Shortly after the Civil War, Fayette R. Buell, a Westminster teacher, embarked on his dream of founding a small private college. He purchased a tract of land – a hill overlooking the town – and issued a prospectus in search of support for his dream. Although financing was slow to materialize, he did receive generous support from two of the community leaders: the Reverend J.T. Ward of the Methodist Protestant Church, who would become the College’s first president, and John Smith, president of the thriving Western Maryland Railroad and a resident of nearby Wakefield Valley.
Mr. Smith, who became the first president of the College’s Board of Trustees, suggested that the College be named Western Maryland College after the railroad, which maintained an important terminal in Westminster. On the day in 1866 that the cornerstone was laid for the College’s first building, free rail passage was granted to everyone who attended the ceremonies. Eventually, the Western Maryland Railroad merged with another company. But the College that bore its name continued to grow.
The first building of Western Maryland College was completed in September 1867; 37 men and women were enrolled in eight areas of study. Already, the new college was in many ways ahead of its time. In the original Charter, the founders and the first Board of Trustees clearly reflected their intentions that the College be an innovative and independent institution.
The College was one of the first coeducational colleges in the nation. Since its inception, it has been an independent liberal arts college with an autonomous Board of Trustees. A voluntary fraternal affiliation with the United Methodist Church existed from 1868 to 1974; today there are no ties to any denominational body. Control and ownership are fully vested by the Charter in the trustees, under Maryland state law.

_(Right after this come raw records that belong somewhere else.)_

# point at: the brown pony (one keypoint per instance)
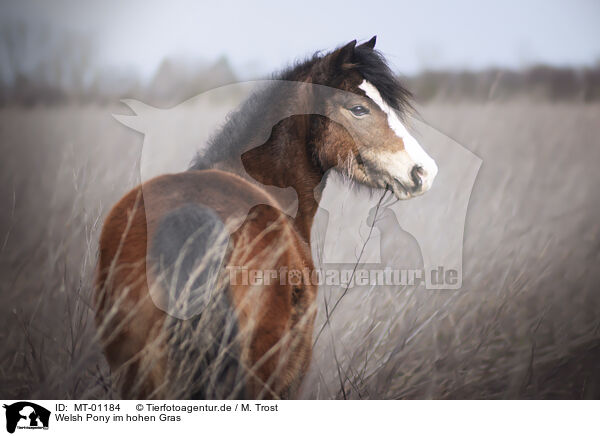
(195, 292)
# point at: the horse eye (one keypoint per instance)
(359, 110)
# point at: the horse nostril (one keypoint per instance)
(417, 174)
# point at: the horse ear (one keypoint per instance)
(370, 43)
(346, 53)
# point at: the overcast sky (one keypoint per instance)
(259, 37)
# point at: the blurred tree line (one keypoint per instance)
(38, 66)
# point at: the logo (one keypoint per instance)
(26, 415)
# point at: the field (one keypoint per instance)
(526, 323)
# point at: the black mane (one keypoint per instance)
(238, 130)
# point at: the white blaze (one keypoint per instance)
(415, 152)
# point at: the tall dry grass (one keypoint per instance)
(525, 323)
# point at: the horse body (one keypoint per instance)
(246, 339)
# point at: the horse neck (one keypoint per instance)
(285, 161)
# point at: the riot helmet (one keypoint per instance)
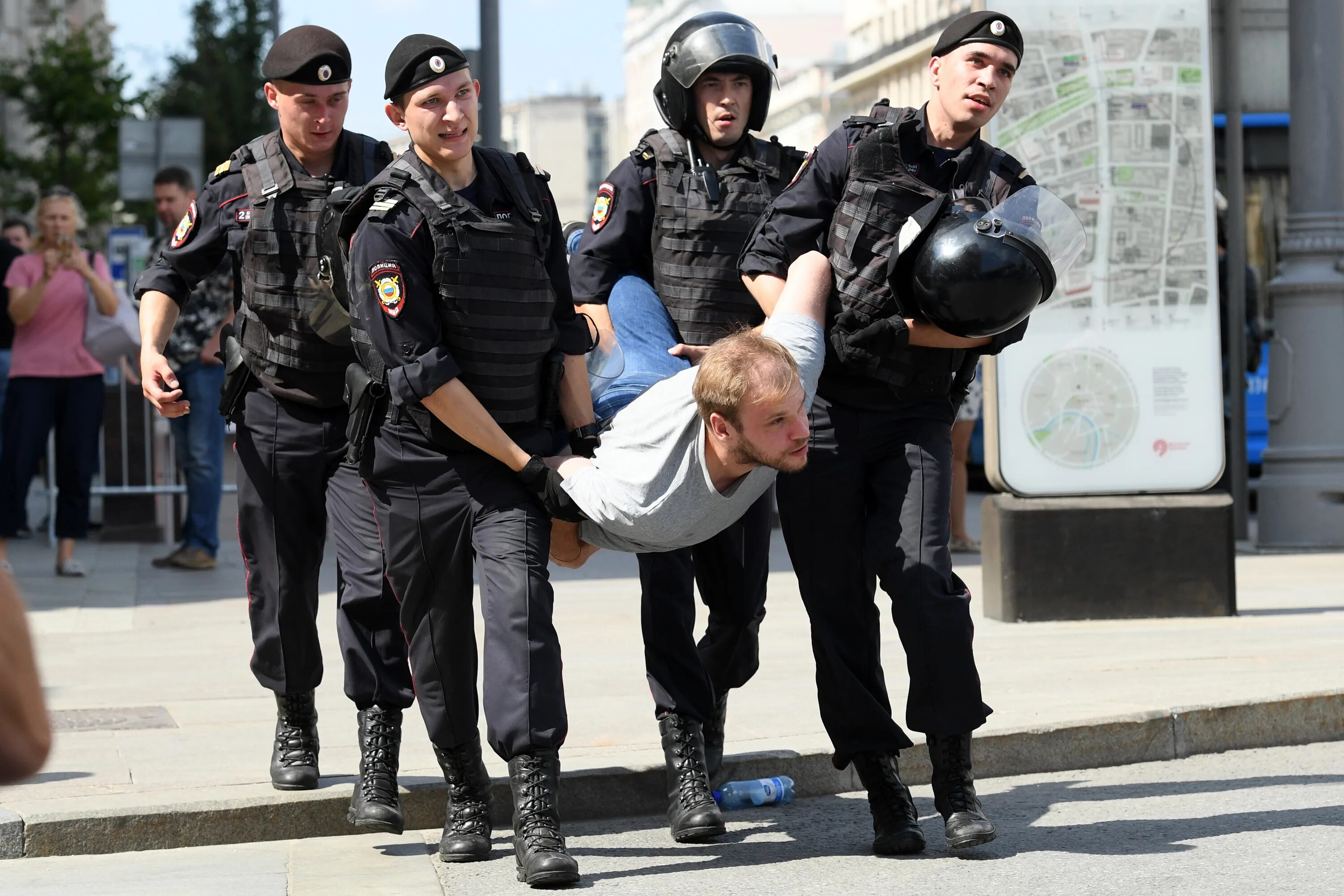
(718, 41)
(979, 272)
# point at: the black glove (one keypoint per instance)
(585, 440)
(545, 484)
(877, 339)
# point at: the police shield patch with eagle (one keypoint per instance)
(389, 287)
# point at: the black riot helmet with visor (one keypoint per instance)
(719, 42)
(979, 272)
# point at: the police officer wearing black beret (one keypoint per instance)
(658, 267)
(284, 383)
(461, 308)
(874, 500)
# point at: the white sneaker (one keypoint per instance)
(73, 569)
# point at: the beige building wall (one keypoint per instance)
(803, 34)
(568, 138)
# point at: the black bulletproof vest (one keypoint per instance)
(697, 237)
(879, 195)
(495, 296)
(280, 254)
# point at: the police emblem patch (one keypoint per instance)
(388, 287)
(186, 226)
(803, 168)
(603, 206)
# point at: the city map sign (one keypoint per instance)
(1117, 386)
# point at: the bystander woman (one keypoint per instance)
(54, 382)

On January 11, 2002, the trustees announced their unanimous decision to change the name of Western Maryland College after discussion and surveys confirmed confusion over where and what the College was. Under a new name, the College would be better recognized as a private college of the liberal arts and sciences within an hour’s drive of Baltimore and Washington, D.C.
Alumni, students, parents, faculty, and emeriti faculty, administrators, and trustees participated in the process to select a name which embodied the essence of the College. On July 1, 2002, McDaniel College renewed its educational mission in honor of William R. McDaniel, a man who meant as much to the College as the College meant to him.
In recognition of the College’s 135-year history as Western Maryland College, Alumni Hall was renamed WMC Alumni Hall, and each year, the course “Everything You Ever Wanted to Know about McDaniel College/Western Maryland College” is offered during January Term.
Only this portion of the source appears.